Kelsey Grammer, an actor who is always great, plays the Mayor of Chicago, Tom Kane. In the opening long-take scene of the pilot, the camera unflinchingly scrutinizes his weathered visage, while he is flatly diagnosed with the onset of a serious degenerative neurological disorder. With the goal of hiding this fact, he does not plan on giving up his job and his influence in a city famous for its 'down and dirty' politics.
Its low ratings may have gotten the show cancelled after two seasons, but they are available in all their glory here.
New In Scandinavia/Denmark: MR. NOBODY
This Canada/Belgium/Germany/France co-production got very little fanfare upon its low-key release. Now that Jared Leto is "Oscar Winner Jared Leto" people might discover this convoluted and glossy (but still great) sci-fi romance.
Has quantum physics and romantic fantasy ever been successfully combined in a large-scale science fiction epic? It has now. The arrow of time points supposedly forward, but it is thorny and messy and vague (with more choice and tangent universes than Donnie Darko).
The resulting film is delightfully confusing, sublime and above all else visually impressive. Writer director Jaco Van Dormael is clearly a fan of Vonnegut, but he manages to drop in a whimsy and lovey-dovey warmth as well. Following the death-bed recollections of Nemo. the last mortal man on earth, we soon learn that the brain is a mysterious beast.
Nemo seems to recall several significant decisions in his life he may or may not have actually made, yet he remembers all the outcomes. Which one is real? Which one is a dream? Does it matter? The perception is in the pudding, and the final climax of Mr. Nobody proves there is always one more divinely perverse trick up the universes sleeve.
New In The Netherlands: BRAVE
This is interesting if only because there is a Disney movie on Netflix somewhere in the world. (But it is also kind of underrated by the Pixar standards.)
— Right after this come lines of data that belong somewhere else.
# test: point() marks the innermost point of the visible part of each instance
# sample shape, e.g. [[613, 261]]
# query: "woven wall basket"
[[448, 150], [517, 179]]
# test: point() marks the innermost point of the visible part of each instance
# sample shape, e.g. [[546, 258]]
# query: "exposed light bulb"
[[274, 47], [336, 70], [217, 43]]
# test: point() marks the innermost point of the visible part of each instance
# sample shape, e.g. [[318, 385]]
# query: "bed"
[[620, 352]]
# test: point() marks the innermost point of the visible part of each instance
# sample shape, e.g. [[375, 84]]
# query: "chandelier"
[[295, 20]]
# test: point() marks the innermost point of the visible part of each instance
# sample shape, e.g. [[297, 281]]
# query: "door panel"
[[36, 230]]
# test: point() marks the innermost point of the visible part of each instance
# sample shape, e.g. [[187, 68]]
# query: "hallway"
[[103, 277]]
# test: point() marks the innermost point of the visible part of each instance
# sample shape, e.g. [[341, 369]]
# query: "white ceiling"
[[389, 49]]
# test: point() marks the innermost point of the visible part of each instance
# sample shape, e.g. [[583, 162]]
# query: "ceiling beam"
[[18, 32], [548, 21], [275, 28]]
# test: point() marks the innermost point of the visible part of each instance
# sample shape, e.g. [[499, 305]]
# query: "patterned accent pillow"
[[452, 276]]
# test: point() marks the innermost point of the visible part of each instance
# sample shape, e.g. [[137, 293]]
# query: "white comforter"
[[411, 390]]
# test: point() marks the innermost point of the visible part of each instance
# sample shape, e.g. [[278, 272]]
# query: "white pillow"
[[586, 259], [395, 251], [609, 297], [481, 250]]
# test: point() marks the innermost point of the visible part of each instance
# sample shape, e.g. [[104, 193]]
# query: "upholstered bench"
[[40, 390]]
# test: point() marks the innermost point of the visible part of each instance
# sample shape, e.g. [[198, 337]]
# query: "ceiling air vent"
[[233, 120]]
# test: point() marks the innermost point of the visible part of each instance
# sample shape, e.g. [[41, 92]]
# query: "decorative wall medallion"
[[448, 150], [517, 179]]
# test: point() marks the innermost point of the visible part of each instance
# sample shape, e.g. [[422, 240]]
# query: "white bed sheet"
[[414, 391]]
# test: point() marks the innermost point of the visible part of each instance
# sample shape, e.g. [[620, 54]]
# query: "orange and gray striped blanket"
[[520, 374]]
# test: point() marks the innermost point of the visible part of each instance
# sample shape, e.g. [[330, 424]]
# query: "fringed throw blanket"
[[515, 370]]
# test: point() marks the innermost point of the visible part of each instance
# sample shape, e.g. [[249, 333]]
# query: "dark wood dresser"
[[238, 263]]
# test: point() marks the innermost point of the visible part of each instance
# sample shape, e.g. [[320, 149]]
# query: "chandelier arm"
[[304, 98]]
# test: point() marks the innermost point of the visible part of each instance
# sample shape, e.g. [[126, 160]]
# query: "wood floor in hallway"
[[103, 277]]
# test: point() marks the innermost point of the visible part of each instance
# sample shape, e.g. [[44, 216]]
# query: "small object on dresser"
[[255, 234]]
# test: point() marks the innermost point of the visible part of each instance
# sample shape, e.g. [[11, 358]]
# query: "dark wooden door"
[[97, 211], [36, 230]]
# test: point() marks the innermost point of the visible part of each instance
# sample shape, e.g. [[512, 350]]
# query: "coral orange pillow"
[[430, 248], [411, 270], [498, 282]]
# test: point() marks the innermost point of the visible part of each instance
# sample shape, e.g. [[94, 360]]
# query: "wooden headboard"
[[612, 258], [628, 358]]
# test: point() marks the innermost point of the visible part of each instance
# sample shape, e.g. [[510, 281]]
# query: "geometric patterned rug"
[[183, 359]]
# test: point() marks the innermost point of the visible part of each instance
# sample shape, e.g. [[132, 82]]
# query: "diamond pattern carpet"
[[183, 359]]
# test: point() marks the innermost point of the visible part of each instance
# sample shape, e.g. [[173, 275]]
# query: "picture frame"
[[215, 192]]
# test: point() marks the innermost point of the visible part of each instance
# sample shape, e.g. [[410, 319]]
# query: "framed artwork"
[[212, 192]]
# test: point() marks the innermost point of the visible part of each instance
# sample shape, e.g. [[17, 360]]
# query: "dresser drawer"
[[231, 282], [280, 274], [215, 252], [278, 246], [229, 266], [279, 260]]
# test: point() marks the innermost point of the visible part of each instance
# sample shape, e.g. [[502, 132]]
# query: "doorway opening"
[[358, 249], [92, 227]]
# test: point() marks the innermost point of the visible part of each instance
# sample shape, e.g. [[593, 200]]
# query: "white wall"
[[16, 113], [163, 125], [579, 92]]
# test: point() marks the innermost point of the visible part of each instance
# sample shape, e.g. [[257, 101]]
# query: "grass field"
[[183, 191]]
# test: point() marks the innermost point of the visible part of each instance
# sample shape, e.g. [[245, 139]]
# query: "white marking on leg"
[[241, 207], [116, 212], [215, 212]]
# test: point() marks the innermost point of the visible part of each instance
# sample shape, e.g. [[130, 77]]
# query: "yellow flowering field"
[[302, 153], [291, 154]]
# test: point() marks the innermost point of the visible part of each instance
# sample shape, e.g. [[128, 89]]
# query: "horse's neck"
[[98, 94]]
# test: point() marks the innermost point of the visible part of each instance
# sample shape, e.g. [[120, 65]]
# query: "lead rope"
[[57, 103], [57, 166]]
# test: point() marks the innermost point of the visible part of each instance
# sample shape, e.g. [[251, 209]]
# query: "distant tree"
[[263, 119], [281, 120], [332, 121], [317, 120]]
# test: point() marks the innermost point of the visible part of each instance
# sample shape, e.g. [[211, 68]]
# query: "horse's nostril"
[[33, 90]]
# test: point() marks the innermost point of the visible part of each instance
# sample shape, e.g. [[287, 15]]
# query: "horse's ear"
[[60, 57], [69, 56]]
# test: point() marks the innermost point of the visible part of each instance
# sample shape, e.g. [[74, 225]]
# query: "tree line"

Brave is not exactly the film I wanted. I would have preferred things if Pixar shot its arrows not after Disney targets but rather after its leader John Lasseter’s hero and idol, Hayao Miyazaki. At times Brave seems to be aiming for the area that studio showed mastery with in its girl-hero epics Nausicaä of the Valley of the Wind and Mononoke Hime.
America being America, it has to be about how the individual learns from making large blunders instead of an initially well rounded girl finding her way in the world with strong consideration of family and responsibility.
But I should not fault cultural differences or storytelling as Pixar goes its own way on these things. That the film is entirely in service of the royal-smack down between mom and daughter, over checking off boxes on a cultural list, is a minor gripe. There is empathy and spirit here (far more than bafflingly boffo box office Frozen), and that is to be cherished.